Если через 30 лет после начала перестройки избавление советского общества от тоталитарного режима российскому обществу представляется не историческим достижением, а национальной катастрофой, то это означает, что либо не понят, либо сознательно отвергается главный мотив перестройки: проект демократического обновления страны и воссоединения России с мировой историей.

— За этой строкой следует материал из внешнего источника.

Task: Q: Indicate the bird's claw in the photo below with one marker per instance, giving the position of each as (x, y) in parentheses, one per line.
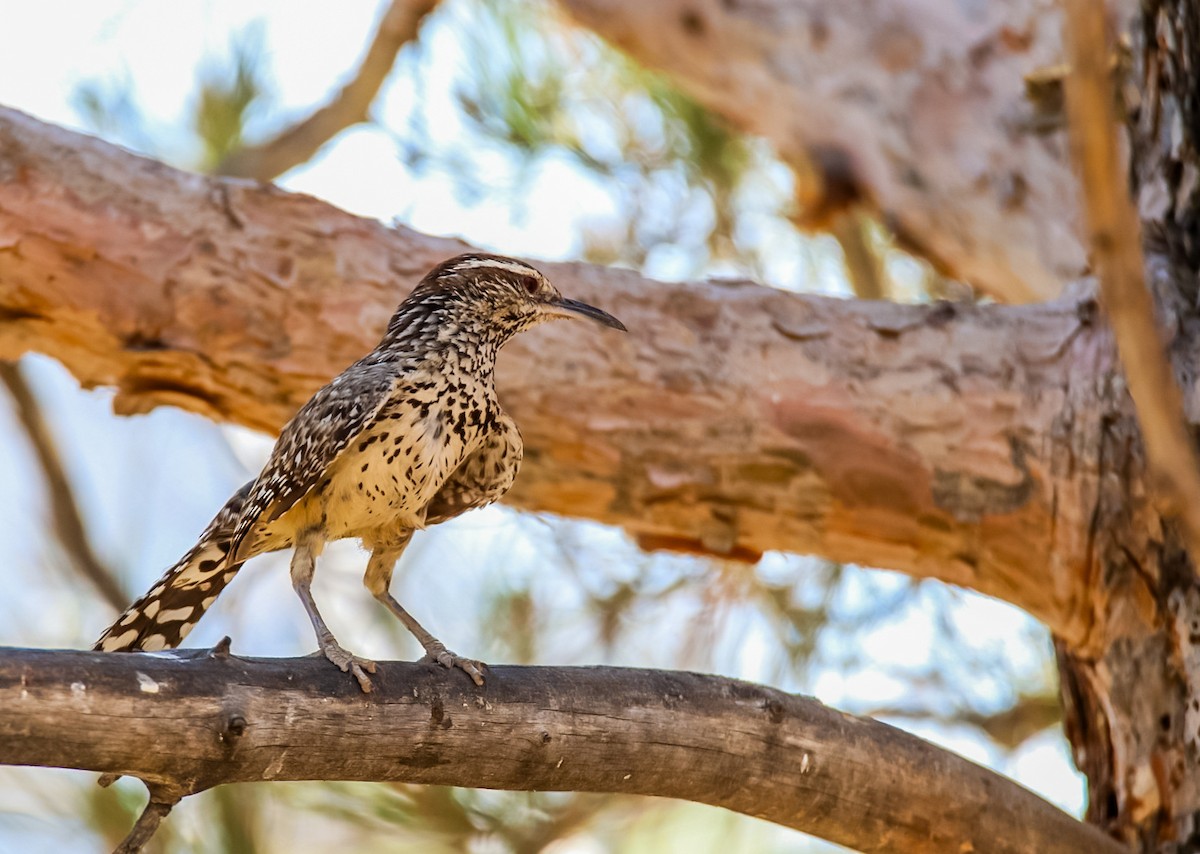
(441, 655)
(348, 662)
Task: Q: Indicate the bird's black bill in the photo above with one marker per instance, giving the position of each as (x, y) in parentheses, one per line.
(565, 307)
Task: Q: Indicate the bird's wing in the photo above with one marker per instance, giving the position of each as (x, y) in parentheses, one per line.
(483, 477)
(312, 440)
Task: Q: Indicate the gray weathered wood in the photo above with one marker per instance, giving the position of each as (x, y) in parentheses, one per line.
(185, 722)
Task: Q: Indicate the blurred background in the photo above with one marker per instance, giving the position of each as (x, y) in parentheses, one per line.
(504, 125)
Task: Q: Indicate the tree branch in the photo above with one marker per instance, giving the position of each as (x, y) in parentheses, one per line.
(1115, 240)
(189, 722)
(351, 106)
(952, 441)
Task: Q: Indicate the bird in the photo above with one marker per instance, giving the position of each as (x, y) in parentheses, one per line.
(409, 435)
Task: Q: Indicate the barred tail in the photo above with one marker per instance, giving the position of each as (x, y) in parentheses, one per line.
(163, 617)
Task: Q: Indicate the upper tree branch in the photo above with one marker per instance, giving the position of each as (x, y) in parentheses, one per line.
(924, 101)
(187, 725)
(1114, 236)
(351, 106)
(954, 441)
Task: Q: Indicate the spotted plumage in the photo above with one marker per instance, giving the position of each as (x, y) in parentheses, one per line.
(409, 435)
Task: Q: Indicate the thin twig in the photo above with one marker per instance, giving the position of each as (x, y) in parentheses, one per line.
(1114, 238)
(351, 106)
(145, 827)
(67, 522)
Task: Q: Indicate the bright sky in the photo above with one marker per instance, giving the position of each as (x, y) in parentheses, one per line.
(48, 48)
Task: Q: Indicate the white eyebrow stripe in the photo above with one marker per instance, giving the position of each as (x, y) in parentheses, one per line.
(510, 266)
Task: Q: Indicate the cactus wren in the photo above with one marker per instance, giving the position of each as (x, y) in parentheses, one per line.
(409, 435)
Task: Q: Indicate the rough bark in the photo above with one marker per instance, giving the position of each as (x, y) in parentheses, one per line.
(952, 441)
(919, 108)
(1132, 697)
(216, 719)
(352, 104)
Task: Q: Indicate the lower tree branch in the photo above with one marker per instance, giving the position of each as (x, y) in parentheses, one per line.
(189, 721)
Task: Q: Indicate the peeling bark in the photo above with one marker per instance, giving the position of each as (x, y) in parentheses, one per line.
(215, 719)
(951, 441)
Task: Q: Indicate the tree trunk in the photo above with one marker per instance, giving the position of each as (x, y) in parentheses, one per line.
(988, 446)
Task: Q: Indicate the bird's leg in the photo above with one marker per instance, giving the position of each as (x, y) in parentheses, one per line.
(378, 581)
(304, 564)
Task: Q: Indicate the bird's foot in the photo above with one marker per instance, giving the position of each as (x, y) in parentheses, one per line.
(348, 662)
(438, 654)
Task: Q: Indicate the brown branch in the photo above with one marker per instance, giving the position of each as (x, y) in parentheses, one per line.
(1012, 727)
(351, 106)
(67, 522)
(923, 101)
(214, 719)
(732, 420)
(1114, 236)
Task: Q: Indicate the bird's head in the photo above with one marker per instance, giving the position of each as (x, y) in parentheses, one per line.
(496, 296)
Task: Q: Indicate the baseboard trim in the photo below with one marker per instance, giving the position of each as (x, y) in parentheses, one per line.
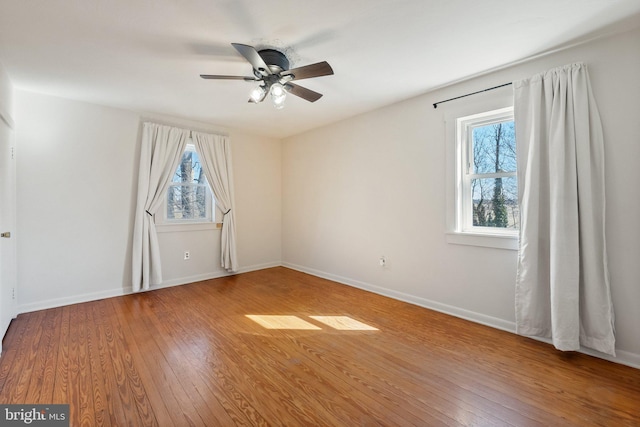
(117, 292)
(622, 357)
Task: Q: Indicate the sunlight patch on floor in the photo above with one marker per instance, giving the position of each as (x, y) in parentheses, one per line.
(282, 322)
(343, 323)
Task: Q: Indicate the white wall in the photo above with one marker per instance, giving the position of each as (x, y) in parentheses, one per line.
(375, 185)
(76, 183)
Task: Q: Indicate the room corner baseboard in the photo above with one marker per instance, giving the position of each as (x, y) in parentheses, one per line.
(120, 291)
(622, 357)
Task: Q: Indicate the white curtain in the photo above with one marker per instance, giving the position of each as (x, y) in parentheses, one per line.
(562, 285)
(215, 156)
(162, 148)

С плюрализмом мнений, верховенством закона, честными выборами руководителей, неприкосновенностью человеческой личности, реальной конкуренцией в политике и экономике и отчетностью власти перед обществом.
...В последние дни, проведенные в Кремле уже после "беловежского путча", когда обесточенный состав СССР двигался вперед уже по инерции, у Михаила Сергеевича после шести лет, прожитых в урагане перемен, неожиданно обнаружилось свободное время, которое он мог потратить на встречи "для души". В один из вечеров Анатолий Черняев привел к нему "на чашку чая" двух своих многолетних друзей — философа и литературного критика Юрия Карякина и скульптора Эрнста Неизвестного. Пятым участником чаепития неисправимых шестидесятников оказался я.
Говорили о разном, больше вспоминая, чем строя прогнозы на будущее. В какой-то момент Горбачев, стукнув по столу кулаком, воскликнул: "А все-таки, ребята, в главном мы их одолели!" Кто были эти "они" — прежняя номенклатура, недавние незадачливые путчисты, отступившаяся от своего генсека партия или проглядевшее Горбачева КГБ,— никто не спрашивал. Все и так было понятно...
Сегодня, оглядываясь в прошлое, Горбачев говорит то, что не мог сказать, будучи генсеком и президентом: "Чтобы получить задуманные результаты, сроки перестройки надо измерять одним-двумя поколениями". Можно, конечно, считать это формой самоутешения. Но бесспорно одно: будущие историки назовут эти первые "непоротые" советской властью поколения "детьми Горбачева".